Winona had no alcohol, strangers or conversation to guide her fate for the next few minutes. Only the possibilities of the road itself. Three other cars were ahead of her own, seemingly impatient as they approached the blinking green arrow. As soon as she hoped for a chance to pass it, the light vanished into its hideaway of computer commands and programming.

"Great! I wonder how many people I know experience that in a day?"

She witnesses those three bold automobiles swinging pass the invisible arrow and wondered if these people knew the rules of the world at all.

"They need to be taught something, you know?" How those words rolled from her tongue! So effortlessly or was it ? Could it really be that the faculty which for the past twenty years, more or less, she had claimed wasn't even hers to call her own, that it was literally stuffed into her throat as a child? The chains around her felt tight with the growth of her realizations. She never really could get a grip on her own personal destiny, and the most frightful thing of all was that perhaps that's the way it is for many. Like Susan.

10

Winona had discovered that specific physical evacuations were in order, so she had no choice but to delay the meandering. Whenever she gave herself a rest, she would realize how darkly amusing this stampede of thought had been.

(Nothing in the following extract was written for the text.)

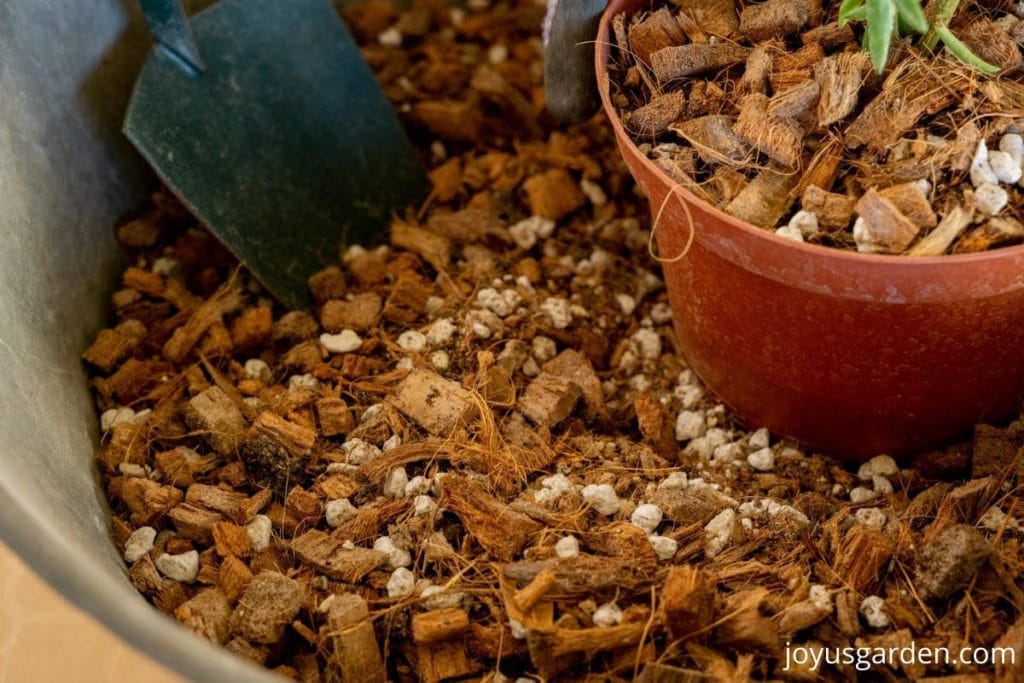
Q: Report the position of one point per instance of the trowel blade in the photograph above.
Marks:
(286, 146)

As she pulled up to the convenience store which doubled as a gas station (as they all do), she realized that she had no idea where she ended up after this trip. She felt hopelessly lost and would need some intervention so as to get home.

11

She had went to the counter with her teabags, with a rapturous amount of relief.

The cashier had prepared for this transaction.

"umm...where are the prices for these things. I have no way of knowing these..shit." , curiously looking at all possible sides of the box. "Don't you just hate it whenever this happens?", in an unusual attempt to bond with the consumer.

"Oh... I just live with it, what else can I do?"

"The modest customer, I see!", the cashier said jovially. She had finally received word of the price and business moved on as it always has.

Winona warily stepped onto the concrete at the front of the store. Warily, and to the passing motorist, perhaps, very much unaware of place.

"It appears as though you are lost."

It came from the concrete a few feet away, yet only the voice gave any immediate evidence to Winona that a soul was wandering about for how long, she'd have no clue. The person in question was a woman, not particulary striking, but one who'd be unconcerned if one were to accuse her.

"Well...yes, I'm afraid so!" Where did that nervous giggle come from?

"And where are you going? And where have you been?"

"Where have I.... Home! And I plan on going home, if I knew how I can get out of this lonely place."

"How did you stumble here?" This was a test, wasn't it?

"Hmmm... well... I have to admit that I let myself drift away. I drove the car all over town; I... I guess I was a little off today.... in the past while, really." An even greater pause. "I....I guess i feel a bit sad, you know? This whole...bloody life is sad,...because it seems as if there's absolutely nothing you can do to change it. I mean," , laughs, "I can't change the face that I have a huge report due next week!"

"Are you becoming one of those writers or philosophy types?" The woman's speech was utterly absent of any whimsy or interest, but given solely to factual coldness, and that tone breathed a frigid touch against Winona's bones.

"No...I'm not... I'm a chemistry major." was all she could mutter.

"Well, I know a liar when I see one, that's all I can say." and the woman walked away, just like that.

Winona stood there, stiff from this peculiar event, and knew that everything said was correct.

She was a liar. Only a liar would believe that you and you alone can determine your lot in life.

The bloodiness of life-- the jabbing of ideas and choices and doctrines and os on for eternity against a passive species.

The masses of eyes that beautifully see destines, the masses of eyes that see patience, the masses of eyes that see hostility: they see for they cannot change.

And here she stood, randomly pierced by the weapon of insight, far beyond mere factual science and fiddlestrings, by a being who was not her own.